Have you ever had that frenemy (that wicked combination of a friend/enemy) who is a peer or maybe a friend…but also weirdly competition?
Someone who lives in your mind and in your social media? Someone you are endlessly comparing yourself to?
When something nice happens for your friend you are happy….but not that happy.
When you see your old co-worker get a fancy new title you become….a little judgy?
Comparison is the thief of joy.
We look at others and feel like they have what we want - and it can be hard to see the good stuff in our own lives. Or that we have anything good in our lives at all.
One of my biggest issues with social media is the fact that you’re looking at hundreds or thousands of people who are doing their thing, or sharing a highly-produced peak moment of some kind — but you’re watching all these peak moments in a row. It's an endless scroll of edited once-in-a-lifetime moments.
And your brain doesn’t really have a bullshit detector in this case. Your brain sees this and thinks “Yeah, this looks legit. What’s wrong with you?”

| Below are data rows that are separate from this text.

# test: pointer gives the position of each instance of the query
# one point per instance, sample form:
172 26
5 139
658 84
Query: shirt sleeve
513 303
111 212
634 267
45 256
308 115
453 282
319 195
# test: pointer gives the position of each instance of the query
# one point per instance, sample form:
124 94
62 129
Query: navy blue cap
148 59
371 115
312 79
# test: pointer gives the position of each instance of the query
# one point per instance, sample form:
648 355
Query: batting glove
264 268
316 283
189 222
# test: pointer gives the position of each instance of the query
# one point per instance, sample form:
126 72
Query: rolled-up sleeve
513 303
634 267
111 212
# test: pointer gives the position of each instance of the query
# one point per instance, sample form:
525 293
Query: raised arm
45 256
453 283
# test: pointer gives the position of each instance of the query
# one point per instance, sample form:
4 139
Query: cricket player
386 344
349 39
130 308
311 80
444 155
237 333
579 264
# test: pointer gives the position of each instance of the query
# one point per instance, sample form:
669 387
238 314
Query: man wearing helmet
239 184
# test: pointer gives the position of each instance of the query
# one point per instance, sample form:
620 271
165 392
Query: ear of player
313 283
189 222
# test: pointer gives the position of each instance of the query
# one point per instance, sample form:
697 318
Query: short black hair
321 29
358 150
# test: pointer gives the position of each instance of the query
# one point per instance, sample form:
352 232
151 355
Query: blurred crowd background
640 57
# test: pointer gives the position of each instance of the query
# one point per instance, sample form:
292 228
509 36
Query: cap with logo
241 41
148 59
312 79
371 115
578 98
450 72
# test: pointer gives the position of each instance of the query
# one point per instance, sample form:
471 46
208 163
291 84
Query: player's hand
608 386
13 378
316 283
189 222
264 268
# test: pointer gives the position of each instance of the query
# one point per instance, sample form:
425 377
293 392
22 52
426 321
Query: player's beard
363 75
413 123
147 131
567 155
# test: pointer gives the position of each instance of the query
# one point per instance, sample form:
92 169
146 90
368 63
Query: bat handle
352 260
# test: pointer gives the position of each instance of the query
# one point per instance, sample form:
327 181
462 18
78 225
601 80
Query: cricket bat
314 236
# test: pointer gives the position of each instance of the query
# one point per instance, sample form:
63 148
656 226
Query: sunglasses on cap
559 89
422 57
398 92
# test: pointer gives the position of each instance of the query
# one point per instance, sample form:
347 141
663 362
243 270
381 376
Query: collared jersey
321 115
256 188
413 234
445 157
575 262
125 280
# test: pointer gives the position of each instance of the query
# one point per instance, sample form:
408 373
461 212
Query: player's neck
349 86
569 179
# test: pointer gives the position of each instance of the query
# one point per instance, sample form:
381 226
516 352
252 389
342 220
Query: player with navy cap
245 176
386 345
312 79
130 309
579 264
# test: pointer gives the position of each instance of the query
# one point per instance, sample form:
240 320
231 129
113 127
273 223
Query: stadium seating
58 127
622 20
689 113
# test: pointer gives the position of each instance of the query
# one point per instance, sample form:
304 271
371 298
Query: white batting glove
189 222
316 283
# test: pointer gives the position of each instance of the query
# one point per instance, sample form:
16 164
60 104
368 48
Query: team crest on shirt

"I should" starts popping up
Suddenly, the unfiled taxes and the laundry piling up seem like a direct personal inditement of your lack of discipline, talent and success. The unfinished project means you being a boring, non-ambitious person. You’ve never had the resources you needed to break out, you never get the recognition you so richly deserve, and never get your spotlight moment. Your thoughts can spiral into the shoulds…
I should be doing more.
I should be doing better.
I should have done this sooner.
I should have.
I shouldn’t have.
When we use the word “should” we create a problem. It’s not just the pain of feeling not-enough, but it’s also the pain that comes from thinking something should be different than it actually is.
We aren’t accepting our reality NOW.
And when we can’t square up with what is right now, we don’t have much of a launching spot. Instead of being grounded in what is, (whatever the conditions), we stand on the ever-slippery slope of “should”. Should keeps sucker punching us and deflating our confidence because should is an accusation of missing an opportunity.
In fact, making real change requires that we acknowledge what is actually happening right now. Whatever that is. Then, from that reality, we can assess what we need to navigate to a new space.
So, instead of….
“I should be speaking at conferences if I’m ever going to build my professional brand.”
We can say,
“I”m not speaking at conferences. Building a professional brand was one of my goals and speaking could help me achieve that. What else would be a way to build my brand?”
Or, “I’d like to build my professional brand. I thought speaking at conferences would be a logical step, but I haven’t done it. Where’s the breakdown? What’s getting in my way of moving forward? I need to research where might speak as a first step”
Or, “I thought I’d be speaking at conferences. However, the facts are that I am building a life that is working really well for me, my family and my clients. And right now that doesn’t include a conference talk.”
Things to keep in mind when looking at progress on your own goals:
Compare yourself to yourself.
Are you getting better in areas that are important to you?
Are you clear about why you’ve set goals - for the sake of what?
What's most important to you about the goal?
What is the breakdown? What block are you seeing that’s preventing the next step?
What’s right about the fact that you aren’t meeting your goal?
Can you look at others and remind yourself:
I’m only seeing 2% of the process.
I don’t know all of what’s going on in that person’s world.
I don’t know that I have the same goals, values or needs as this person.
I’m doing well and making progress where it’s important for me.
If I’m feeling jealous of my frienemy, what part of their story am I most envious of? Is there something they are doing/getting that I truly want for myself?